Over the past few months, news algorithms continue feeding me alarming articles about inflation. So, I figured I should take a minute and explain what inflation is. But, before I dive in, I feel it’s probably helpful to tip my cards. I believe our current inflation is a short-term phenomenon driven by COVID related complications and is not a long-term concern, but the fear of inflation can sometimes become a self-fulfilling prophesy — so I’m keeping a close eye on it and I’ll keep you posted.
What Is Inflation?
Inflation is the rate at which a currency loses its purchasing power as prices increase over time.
So, say a cup of coffee cost $1.00 twenty years ago. With very modest inflation – say around 2% – that cup of coffee costs $1.50 today.
Various goods, services, and sectors often experience different rates of inflation at different times, but general inflation is usually calculated based on the Consumer Price Index (CPI).
Recent headlines have been reporting a noticeable uptick in inflation. Superlatives like “best” and “worst” grab the most attention, so outlets have been abuzz with reports of how a 5% May consumer pricing surge was “the biggest 12-month inflation spike since 2008.”
As an aside, most financial news is clickbait and should be taken with a grain of salt.
Putting Inflation in Proper Context
But, here’s the problem with all of those scary headlines. They’re using year over year data. For example: They’re comparing May 2021 to May 2020, when we were still deep into the pandemic when everything was thrown off. The WSJ explained, “If a company takes a hit in one year and then gets back to normal the next, it can look like its profits are soaring when in fact they are just getting back on track.”

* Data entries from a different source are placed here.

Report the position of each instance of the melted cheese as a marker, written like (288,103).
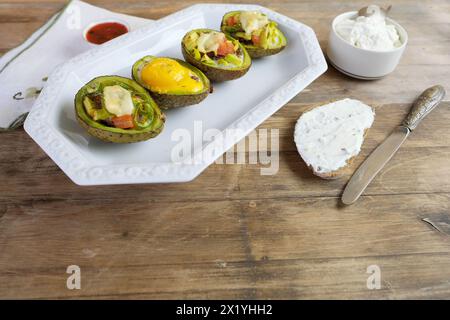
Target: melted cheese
(329,135)
(164,75)
(209,42)
(118,100)
(252,21)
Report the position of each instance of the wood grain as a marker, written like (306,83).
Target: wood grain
(233,233)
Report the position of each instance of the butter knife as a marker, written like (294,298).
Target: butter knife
(424,104)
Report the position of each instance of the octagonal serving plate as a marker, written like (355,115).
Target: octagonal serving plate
(237,106)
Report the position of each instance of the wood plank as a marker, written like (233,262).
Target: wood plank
(233,233)
(282,249)
(418,167)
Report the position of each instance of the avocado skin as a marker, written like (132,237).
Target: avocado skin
(255,53)
(170,101)
(106,133)
(215,74)
(177,101)
(115,137)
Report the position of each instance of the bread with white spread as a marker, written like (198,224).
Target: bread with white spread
(329,136)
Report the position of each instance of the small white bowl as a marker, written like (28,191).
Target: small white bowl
(361,63)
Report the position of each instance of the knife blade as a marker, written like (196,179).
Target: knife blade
(367,171)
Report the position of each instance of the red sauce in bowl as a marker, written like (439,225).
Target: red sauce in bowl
(103,32)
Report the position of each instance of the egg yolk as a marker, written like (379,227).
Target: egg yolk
(165,75)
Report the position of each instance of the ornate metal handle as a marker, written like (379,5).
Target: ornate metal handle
(424,104)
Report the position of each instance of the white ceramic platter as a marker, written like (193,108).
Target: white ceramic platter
(239,105)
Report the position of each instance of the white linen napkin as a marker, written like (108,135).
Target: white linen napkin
(23,70)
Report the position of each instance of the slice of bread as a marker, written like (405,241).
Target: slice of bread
(329,136)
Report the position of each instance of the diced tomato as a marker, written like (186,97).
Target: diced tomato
(123,122)
(255,39)
(231,21)
(225,48)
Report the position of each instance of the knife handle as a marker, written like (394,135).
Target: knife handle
(424,104)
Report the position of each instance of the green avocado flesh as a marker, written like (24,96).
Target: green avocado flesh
(92,114)
(270,38)
(217,67)
(175,98)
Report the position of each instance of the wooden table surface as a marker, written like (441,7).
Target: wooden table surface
(233,233)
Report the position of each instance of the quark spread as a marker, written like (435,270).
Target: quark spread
(370,33)
(329,135)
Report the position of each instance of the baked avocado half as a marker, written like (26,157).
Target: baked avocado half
(259,35)
(117,109)
(219,56)
(172,82)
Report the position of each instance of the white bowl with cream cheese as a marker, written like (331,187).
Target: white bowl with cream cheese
(365,48)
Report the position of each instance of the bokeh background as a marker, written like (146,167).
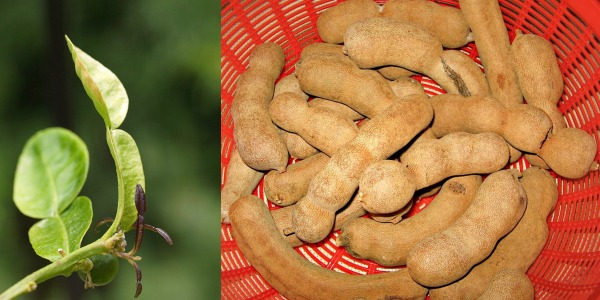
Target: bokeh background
(166,54)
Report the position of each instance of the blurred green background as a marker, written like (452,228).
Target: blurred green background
(166,54)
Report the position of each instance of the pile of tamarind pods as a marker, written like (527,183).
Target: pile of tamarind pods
(370,141)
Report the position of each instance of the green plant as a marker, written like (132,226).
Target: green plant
(51,171)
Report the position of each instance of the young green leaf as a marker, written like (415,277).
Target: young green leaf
(50,172)
(102,86)
(130,172)
(62,232)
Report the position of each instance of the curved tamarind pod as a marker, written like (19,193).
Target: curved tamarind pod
(342,109)
(283,220)
(523,126)
(405,86)
(255,135)
(297,278)
(445,22)
(393,73)
(287,188)
(519,249)
(333,22)
(240,180)
(491,38)
(386,186)
(539,76)
(322,128)
(333,187)
(336,77)
(378,42)
(446,256)
(389,244)
(509,284)
(296,145)
(569,152)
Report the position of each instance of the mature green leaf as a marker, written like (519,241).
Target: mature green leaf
(62,232)
(130,172)
(102,86)
(50,172)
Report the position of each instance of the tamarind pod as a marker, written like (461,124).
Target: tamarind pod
(445,22)
(342,109)
(295,277)
(333,186)
(569,152)
(509,284)
(517,250)
(333,22)
(337,78)
(484,17)
(322,128)
(523,126)
(386,186)
(405,86)
(393,73)
(289,84)
(296,145)
(538,74)
(240,180)
(255,136)
(283,220)
(446,256)
(287,188)
(389,244)
(471,78)
(378,42)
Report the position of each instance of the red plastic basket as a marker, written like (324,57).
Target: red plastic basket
(569,265)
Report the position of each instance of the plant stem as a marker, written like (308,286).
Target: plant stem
(63,266)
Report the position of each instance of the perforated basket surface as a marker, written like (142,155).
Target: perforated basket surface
(569,265)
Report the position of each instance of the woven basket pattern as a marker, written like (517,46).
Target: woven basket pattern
(568,267)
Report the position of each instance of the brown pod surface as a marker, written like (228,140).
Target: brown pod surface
(405,86)
(342,109)
(540,79)
(523,126)
(256,137)
(322,128)
(337,78)
(378,42)
(446,256)
(458,153)
(333,22)
(295,277)
(393,73)
(509,284)
(472,80)
(386,186)
(240,180)
(288,187)
(519,249)
(297,146)
(283,220)
(333,187)
(389,244)
(444,22)
(289,84)
(321,49)
(569,152)
(484,17)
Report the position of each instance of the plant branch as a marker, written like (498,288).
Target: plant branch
(63,266)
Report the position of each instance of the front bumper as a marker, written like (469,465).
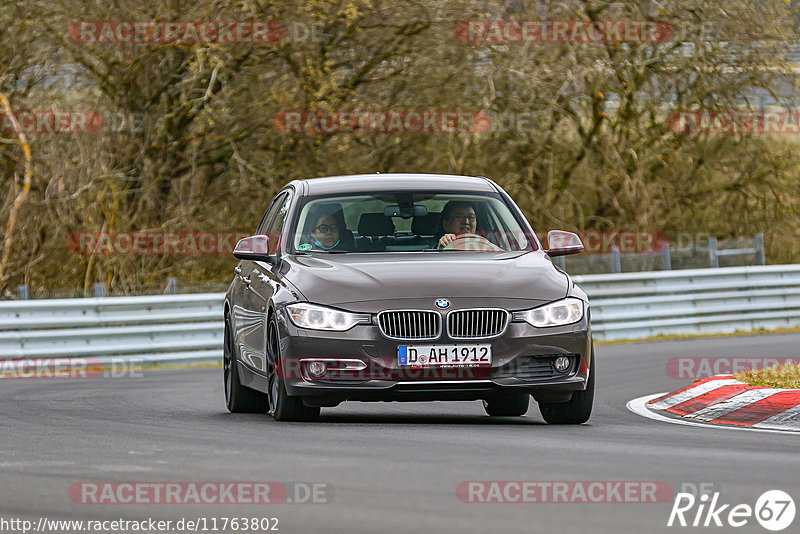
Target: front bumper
(521,361)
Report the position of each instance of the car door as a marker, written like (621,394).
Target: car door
(249,310)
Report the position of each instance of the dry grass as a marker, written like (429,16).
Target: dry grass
(781,376)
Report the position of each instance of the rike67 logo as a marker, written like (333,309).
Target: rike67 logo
(774,510)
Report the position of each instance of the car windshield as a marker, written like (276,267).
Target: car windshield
(409,222)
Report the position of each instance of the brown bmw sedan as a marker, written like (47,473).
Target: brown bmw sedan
(404,287)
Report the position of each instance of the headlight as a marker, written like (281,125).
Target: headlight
(321,318)
(560,312)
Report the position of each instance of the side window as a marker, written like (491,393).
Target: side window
(273,207)
(275,224)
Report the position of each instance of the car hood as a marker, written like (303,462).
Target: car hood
(361,281)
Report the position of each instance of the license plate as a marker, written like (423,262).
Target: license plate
(444,355)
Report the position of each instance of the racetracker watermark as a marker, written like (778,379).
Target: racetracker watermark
(698,367)
(145,243)
(564,31)
(387,121)
(71,368)
(176,32)
(569,491)
(625,241)
(50,122)
(734,122)
(206,492)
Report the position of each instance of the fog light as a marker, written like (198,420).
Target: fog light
(561,364)
(316,369)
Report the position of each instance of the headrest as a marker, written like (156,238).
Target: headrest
(375,224)
(427,224)
(331,209)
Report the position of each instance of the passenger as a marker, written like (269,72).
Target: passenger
(326,231)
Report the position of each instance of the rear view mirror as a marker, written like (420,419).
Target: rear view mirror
(406,212)
(255,248)
(562,243)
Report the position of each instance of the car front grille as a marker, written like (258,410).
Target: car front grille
(477,323)
(410,324)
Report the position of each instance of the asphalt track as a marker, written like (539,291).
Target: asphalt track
(392,467)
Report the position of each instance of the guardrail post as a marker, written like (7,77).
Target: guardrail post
(666,260)
(761,256)
(713,257)
(172,286)
(99,289)
(616,262)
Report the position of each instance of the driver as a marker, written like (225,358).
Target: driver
(458,217)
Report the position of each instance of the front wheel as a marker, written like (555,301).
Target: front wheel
(281,405)
(238,398)
(575,411)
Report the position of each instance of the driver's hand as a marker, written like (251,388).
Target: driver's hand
(446,239)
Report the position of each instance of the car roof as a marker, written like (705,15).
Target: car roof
(355,183)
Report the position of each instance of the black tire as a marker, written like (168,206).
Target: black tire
(575,411)
(507,405)
(281,405)
(238,398)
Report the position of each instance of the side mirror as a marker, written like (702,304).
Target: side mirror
(562,243)
(255,248)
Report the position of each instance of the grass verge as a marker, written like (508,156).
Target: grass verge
(781,376)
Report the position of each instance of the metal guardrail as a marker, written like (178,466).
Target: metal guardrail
(156,329)
(696,301)
(189,329)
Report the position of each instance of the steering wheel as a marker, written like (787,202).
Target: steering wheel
(472,243)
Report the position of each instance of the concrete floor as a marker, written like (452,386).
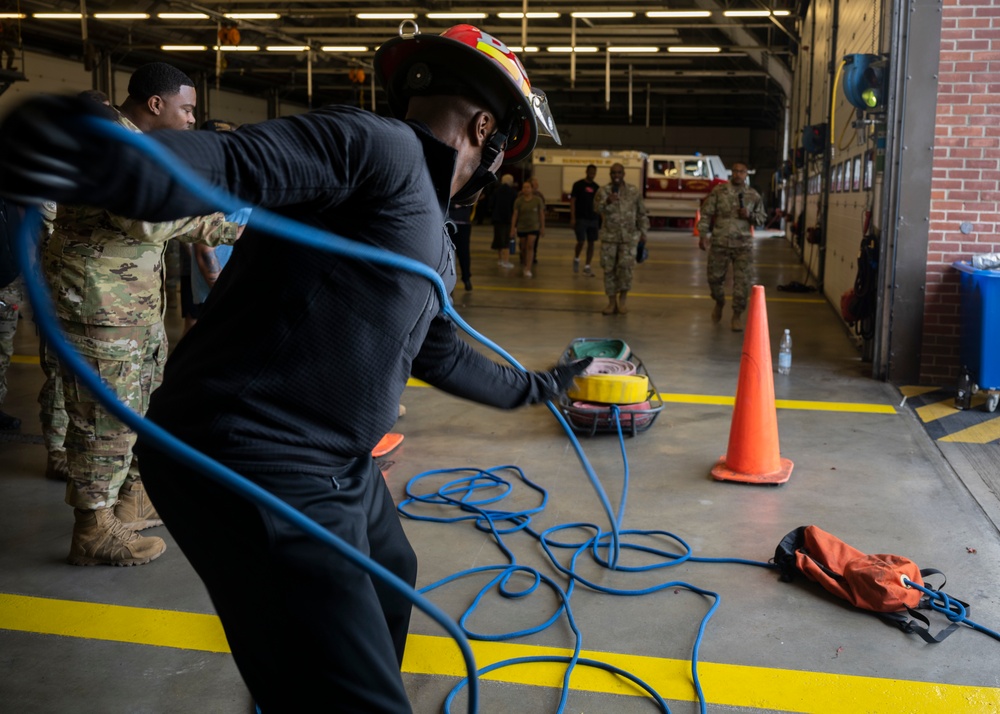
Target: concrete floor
(143,639)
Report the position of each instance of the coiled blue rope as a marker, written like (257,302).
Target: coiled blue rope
(949,607)
(476,495)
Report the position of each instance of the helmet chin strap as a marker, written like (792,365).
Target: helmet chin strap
(485,173)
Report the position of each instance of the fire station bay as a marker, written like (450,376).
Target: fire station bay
(695,404)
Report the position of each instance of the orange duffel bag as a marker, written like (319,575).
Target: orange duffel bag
(876,583)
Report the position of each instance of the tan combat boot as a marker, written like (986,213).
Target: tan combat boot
(134,509)
(99,538)
(57,468)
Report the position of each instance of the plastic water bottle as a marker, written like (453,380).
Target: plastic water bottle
(785,353)
(963,394)
(7,310)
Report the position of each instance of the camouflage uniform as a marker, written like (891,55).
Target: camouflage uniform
(622,224)
(732,240)
(106,277)
(53,413)
(12,295)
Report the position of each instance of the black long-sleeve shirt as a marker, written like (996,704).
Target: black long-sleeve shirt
(301,356)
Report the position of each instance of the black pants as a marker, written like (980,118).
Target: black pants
(308,630)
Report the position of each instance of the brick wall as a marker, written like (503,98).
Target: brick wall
(965,185)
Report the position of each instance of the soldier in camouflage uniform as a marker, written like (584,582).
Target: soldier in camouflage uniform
(10,296)
(728,213)
(106,277)
(623,224)
(50,398)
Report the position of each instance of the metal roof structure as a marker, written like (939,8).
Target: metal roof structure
(695,64)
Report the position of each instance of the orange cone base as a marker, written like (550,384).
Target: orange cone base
(386,444)
(721,472)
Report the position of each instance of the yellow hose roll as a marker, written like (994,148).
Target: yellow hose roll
(610,388)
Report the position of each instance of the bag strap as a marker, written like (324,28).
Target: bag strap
(898,619)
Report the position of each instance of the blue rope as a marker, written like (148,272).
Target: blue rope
(950,608)
(38,294)
(476,494)
(462,493)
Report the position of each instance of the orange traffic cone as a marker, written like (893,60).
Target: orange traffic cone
(753,455)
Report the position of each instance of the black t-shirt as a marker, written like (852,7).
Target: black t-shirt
(301,356)
(583,192)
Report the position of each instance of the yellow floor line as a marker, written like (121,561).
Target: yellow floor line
(117,623)
(724,684)
(718,400)
(855,407)
(945,408)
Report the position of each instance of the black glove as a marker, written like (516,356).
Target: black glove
(549,385)
(47,154)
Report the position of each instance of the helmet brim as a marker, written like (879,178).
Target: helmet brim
(477,71)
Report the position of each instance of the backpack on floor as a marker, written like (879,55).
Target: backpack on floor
(870,582)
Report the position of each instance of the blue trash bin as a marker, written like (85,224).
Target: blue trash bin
(980,313)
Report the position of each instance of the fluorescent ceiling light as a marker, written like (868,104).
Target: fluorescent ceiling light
(694,49)
(679,13)
(596,15)
(530,15)
(634,49)
(456,16)
(252,15)
(386,16)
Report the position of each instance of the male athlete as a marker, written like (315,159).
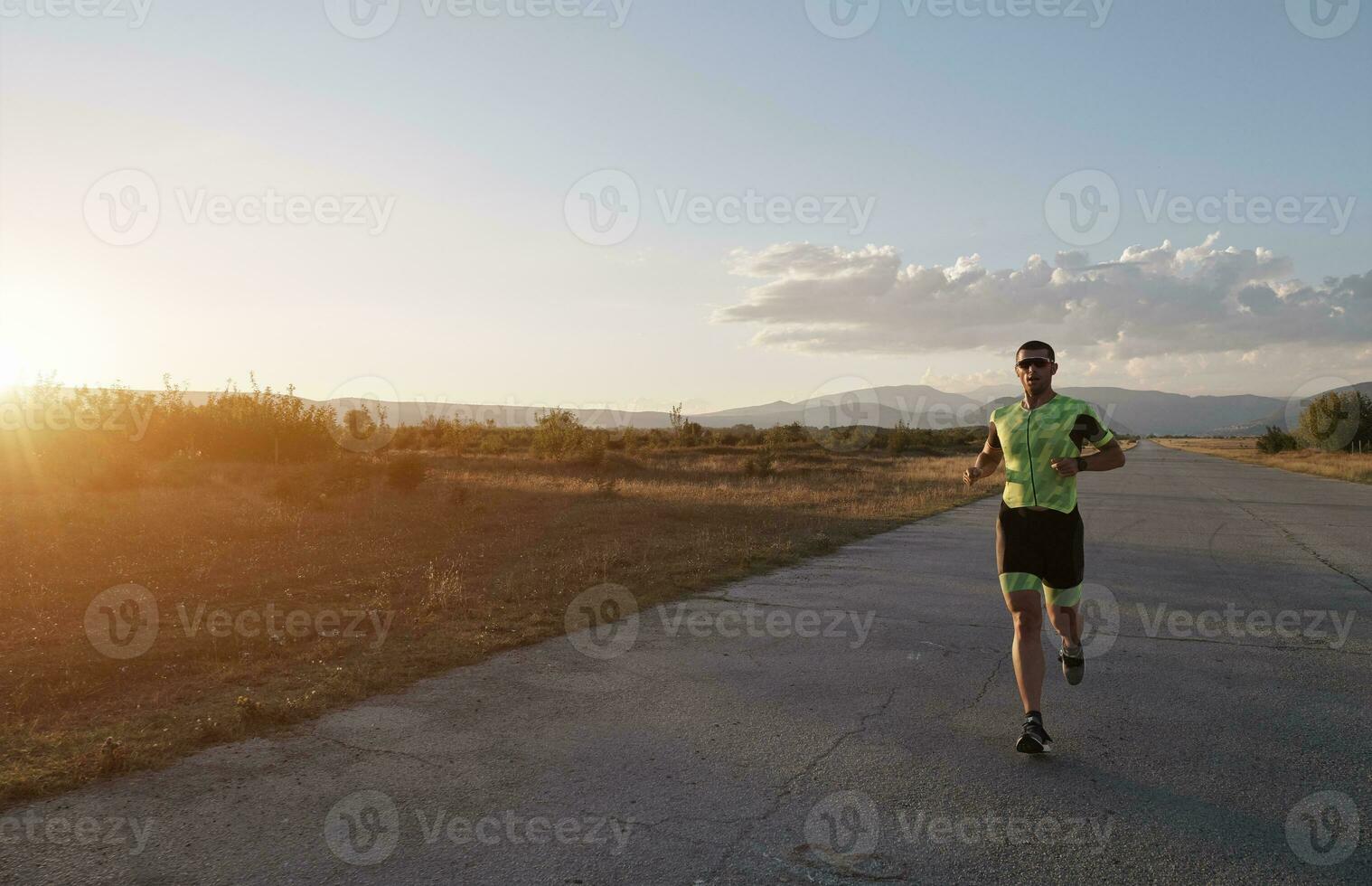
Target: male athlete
(1038,535)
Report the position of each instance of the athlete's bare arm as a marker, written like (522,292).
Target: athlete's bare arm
(1109,458)
(987,459)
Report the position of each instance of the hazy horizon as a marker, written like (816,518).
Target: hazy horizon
(645,203)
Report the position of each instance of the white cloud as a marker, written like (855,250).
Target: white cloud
(1189,300)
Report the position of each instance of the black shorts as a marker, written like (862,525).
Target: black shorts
(1040,549)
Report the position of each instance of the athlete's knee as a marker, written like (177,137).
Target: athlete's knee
(1028,621)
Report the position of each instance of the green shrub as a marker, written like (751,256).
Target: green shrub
(1276,440)
(405,472)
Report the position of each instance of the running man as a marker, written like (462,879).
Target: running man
(1038,533)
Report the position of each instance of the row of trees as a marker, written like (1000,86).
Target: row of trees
(1334,421)
(71,429)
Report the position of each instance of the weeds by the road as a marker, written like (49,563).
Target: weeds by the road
(444,559)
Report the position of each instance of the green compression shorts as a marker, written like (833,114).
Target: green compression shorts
(1040,551)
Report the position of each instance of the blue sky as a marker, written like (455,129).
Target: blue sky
(953,130)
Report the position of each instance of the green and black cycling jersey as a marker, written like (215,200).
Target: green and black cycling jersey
(1030,439)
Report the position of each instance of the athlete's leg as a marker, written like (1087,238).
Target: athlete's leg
(1062,573)
(1065,613)
(1027,649)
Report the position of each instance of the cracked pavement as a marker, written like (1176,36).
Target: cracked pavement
(725,759)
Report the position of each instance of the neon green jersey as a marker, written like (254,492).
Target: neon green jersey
(1030,439)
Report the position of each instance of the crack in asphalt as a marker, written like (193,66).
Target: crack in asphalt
(985,687)
(383,750)
(755,822)
(1292,538)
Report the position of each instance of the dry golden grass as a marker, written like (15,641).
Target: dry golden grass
(1356,468)
(481,557)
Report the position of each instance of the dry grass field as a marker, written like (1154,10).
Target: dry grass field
(484,554)
(1351,467)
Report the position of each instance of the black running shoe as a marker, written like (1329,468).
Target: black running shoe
(1073,664)
(1033,740)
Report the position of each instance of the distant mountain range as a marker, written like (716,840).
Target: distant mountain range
(916,405)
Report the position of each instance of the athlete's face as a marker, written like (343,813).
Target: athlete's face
(1035,371)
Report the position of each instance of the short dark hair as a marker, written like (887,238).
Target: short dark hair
(1038,346)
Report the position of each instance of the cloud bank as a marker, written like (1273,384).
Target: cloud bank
(1150,300)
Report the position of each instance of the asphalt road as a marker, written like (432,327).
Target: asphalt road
(1221,732)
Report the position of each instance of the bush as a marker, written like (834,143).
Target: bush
(561,435)
(1337,419)
(405,472)
(1276,440)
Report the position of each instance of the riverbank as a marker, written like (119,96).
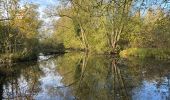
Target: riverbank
(17,57)
(161,54)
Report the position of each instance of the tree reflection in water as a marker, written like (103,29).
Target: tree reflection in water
(86,77)
(20,81)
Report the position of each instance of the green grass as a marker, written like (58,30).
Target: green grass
(146,53)
(17,57)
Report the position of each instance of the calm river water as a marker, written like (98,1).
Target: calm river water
(76,76)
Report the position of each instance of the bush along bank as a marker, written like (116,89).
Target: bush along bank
(160,54)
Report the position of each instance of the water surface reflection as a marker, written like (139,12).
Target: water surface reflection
(77,76)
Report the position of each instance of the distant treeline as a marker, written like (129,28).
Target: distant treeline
(109,26)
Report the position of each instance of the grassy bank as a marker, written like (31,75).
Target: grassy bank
(146,53)
(17,57)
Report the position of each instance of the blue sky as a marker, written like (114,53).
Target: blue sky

Zooming out even further, the Federal Reserve’s 10 Year Break-Even Inflation Rate is one common estimate of the market’s expected average annual inflation rate for the next 10 years. As of mid-June, that rate stood at 2.3%. That’s up from the lower 1.2% rate expectation from mid-June 2020, but it’s still not eye-popping.
But, one more important point: Not all inflation is bad.
In fact, a bit of inflation is a good thing. Good inflation goes hand in hand with economic growth and reasonable interest rates for lenders and borrowers alike. A 2% annual inflation rate is typically considered desirable.
What if Inflation Runs Amok?
But, it’s concerning if inflation gets out of control. Here’s what happens with out-of-control inflation – we’ll have a lot of uncertainty, wreaking havoc on commerce, the economy, job markets, real estate, and financial markets.
Side note: Deflation—the opposite of inflation—can also upset the economy and can be just as damaging as inflation.
If you were paying attention in the 1970s you may remember the last time the U.S. experienced red-hot inflation, and what it felt like when it spiked to a feverish 14.8% in 1980 (The year of my birth – so not all bad).
The New York Times described it as an era when “prices of real assets like houses, gold and oil soared. Average mortgage rates exceeded 17 percent, and interest rates on bank certificates of deposit approached 12 percent. It was hard to know whether a 5 percent pay raise was cause for celebration or despair.” While 12% CD rates may sound great, when interest and inflation rates are comparable, the real returns from even high-interest CDs essentially become a wash.
After the 1980 high-water mark, the Volcker-era Federal Reserve tamped inflation back down. So younger investors have heard of, but never experienced such steep inflation for such an extended time. Despite occasional alarm bells, inflation has mostly continued to hit the snooze button for decades. At least so far.
Right now, I’m not overly worried about out of control inflation, but it’s definitely something we’re keeping our eyes on.